Variant: Acute myeloid leukemia/transient myeloproliferative disorder in Down syndrome

Individuals with Down syndrome (trisomy 21) have an increased disposition to acute leukemia, primarily the myeloid type.[76,77] The primary subtype appears to be acute megakaryoblastic leukemia. In cases in which the leukemia remits spontaneously, the process is referred to as transient myeloproliferative disorder or transient leukemia.
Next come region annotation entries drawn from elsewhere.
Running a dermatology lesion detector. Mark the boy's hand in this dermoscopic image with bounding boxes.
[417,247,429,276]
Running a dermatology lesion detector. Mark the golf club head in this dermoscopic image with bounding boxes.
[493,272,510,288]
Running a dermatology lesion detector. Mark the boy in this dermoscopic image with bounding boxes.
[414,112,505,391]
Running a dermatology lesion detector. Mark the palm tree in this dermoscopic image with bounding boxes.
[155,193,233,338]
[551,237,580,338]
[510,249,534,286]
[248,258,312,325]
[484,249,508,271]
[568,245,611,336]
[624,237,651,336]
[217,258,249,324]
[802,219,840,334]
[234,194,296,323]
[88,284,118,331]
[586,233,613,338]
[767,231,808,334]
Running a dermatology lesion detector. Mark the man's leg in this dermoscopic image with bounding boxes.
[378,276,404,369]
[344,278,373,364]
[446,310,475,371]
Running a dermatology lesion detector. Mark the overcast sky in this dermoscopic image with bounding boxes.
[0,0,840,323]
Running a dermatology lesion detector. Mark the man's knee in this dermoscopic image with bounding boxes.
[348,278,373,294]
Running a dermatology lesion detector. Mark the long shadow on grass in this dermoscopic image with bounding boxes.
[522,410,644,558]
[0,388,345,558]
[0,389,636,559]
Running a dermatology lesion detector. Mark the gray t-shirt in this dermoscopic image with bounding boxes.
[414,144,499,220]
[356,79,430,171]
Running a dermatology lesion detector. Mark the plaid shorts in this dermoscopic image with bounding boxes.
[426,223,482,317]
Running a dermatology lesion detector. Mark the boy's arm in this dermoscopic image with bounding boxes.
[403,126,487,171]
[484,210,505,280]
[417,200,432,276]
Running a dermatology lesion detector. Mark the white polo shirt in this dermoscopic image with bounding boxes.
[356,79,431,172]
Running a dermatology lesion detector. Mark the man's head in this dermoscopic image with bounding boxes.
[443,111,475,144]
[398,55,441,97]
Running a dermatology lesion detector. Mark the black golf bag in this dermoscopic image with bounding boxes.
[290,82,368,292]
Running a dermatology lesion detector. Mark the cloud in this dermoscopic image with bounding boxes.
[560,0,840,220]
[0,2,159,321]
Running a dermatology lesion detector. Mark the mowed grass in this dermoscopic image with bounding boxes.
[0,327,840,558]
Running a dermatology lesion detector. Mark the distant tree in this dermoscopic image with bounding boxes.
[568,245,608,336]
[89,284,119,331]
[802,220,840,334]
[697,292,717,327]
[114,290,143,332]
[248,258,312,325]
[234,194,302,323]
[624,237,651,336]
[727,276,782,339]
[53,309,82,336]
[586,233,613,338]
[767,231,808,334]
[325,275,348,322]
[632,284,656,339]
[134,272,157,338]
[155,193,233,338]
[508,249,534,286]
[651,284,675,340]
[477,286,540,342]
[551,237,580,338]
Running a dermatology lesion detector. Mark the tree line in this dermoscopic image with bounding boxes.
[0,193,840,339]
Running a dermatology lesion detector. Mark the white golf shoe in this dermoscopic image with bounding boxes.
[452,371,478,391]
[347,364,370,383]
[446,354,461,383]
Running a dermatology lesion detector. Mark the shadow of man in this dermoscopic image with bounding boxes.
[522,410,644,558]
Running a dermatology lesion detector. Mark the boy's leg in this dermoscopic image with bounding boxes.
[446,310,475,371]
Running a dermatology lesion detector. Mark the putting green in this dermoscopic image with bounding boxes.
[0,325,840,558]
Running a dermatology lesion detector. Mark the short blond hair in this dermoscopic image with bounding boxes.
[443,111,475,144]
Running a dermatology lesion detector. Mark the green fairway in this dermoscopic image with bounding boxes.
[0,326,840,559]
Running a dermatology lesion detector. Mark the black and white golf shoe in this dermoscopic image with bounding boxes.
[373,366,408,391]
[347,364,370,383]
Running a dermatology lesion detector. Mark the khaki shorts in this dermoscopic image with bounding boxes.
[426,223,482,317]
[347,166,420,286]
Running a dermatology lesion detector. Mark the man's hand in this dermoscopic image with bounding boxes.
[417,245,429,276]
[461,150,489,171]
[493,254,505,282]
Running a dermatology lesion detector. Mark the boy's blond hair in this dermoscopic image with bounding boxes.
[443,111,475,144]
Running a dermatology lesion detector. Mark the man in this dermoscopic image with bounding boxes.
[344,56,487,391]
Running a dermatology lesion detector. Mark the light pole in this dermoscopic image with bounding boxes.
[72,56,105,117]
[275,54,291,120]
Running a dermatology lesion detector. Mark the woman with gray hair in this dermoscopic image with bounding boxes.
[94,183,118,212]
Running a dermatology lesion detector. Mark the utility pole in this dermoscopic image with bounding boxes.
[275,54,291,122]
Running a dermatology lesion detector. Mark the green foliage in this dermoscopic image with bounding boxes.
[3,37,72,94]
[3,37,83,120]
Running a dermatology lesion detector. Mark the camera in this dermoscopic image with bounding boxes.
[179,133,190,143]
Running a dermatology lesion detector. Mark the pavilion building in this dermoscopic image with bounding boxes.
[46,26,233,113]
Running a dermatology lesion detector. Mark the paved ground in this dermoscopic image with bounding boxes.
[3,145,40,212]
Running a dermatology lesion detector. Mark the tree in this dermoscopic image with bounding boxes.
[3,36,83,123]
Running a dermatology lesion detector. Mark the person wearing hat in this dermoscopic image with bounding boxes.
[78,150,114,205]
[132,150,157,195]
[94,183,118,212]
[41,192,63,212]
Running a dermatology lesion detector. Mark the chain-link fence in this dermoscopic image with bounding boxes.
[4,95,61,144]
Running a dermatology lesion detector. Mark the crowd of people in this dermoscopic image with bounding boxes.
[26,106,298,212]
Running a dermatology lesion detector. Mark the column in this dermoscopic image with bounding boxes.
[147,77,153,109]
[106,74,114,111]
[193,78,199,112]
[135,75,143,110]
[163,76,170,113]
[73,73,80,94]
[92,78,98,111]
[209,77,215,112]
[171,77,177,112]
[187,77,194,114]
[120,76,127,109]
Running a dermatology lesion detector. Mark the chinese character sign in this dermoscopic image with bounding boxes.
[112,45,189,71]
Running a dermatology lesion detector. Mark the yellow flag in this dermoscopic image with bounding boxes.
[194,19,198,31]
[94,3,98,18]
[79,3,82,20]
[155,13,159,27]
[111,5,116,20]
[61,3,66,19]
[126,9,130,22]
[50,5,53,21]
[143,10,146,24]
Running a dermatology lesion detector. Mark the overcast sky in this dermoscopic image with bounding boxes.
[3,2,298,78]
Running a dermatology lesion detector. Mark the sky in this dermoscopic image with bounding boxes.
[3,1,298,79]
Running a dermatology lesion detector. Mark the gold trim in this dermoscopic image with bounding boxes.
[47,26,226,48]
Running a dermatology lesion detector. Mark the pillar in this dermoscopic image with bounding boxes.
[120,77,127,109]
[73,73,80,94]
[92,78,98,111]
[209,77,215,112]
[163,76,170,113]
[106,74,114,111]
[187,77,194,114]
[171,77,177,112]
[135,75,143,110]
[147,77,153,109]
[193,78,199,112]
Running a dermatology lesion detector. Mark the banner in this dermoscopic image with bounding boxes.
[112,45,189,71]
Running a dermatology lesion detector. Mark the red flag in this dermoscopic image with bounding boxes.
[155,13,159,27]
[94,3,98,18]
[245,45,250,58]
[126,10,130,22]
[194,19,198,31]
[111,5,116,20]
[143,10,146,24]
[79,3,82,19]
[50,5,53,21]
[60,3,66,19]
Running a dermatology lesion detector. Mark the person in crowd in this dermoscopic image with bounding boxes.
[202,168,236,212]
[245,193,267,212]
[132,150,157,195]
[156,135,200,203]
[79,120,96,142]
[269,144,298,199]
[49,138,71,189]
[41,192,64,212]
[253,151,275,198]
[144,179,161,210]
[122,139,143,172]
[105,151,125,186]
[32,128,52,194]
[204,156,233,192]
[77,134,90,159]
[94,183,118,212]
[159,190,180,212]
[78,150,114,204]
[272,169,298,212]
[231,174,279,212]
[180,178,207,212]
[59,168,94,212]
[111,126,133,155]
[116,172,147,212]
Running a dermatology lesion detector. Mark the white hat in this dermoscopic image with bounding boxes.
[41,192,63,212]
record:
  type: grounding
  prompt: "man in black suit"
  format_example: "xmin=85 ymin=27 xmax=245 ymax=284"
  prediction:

Clinical features include presentation in the neonatal period (10% of newborn infants with Down syndrome), marked leukocytosis, blast percentage in the blood greater than 30% to 50%, and extramedullary involvement.

Morphologic and cytochemical features include the following:

  • Blasts with round to slightly irregular nuclei and a moderate amount of basophilic cytoplasm.
  • Coarse azurophilic granules in the cytoplasm that resemble basophil granules.
  • Promegakaryocytes and micromegakaryocytes.
  • Dyserythropoiesis.
  • MPO-negative and SBB-negative blasts.

Immunophenotyping reveals markers that are generally similar to those of other cases of childhood acute megakaryoblastic leukemia.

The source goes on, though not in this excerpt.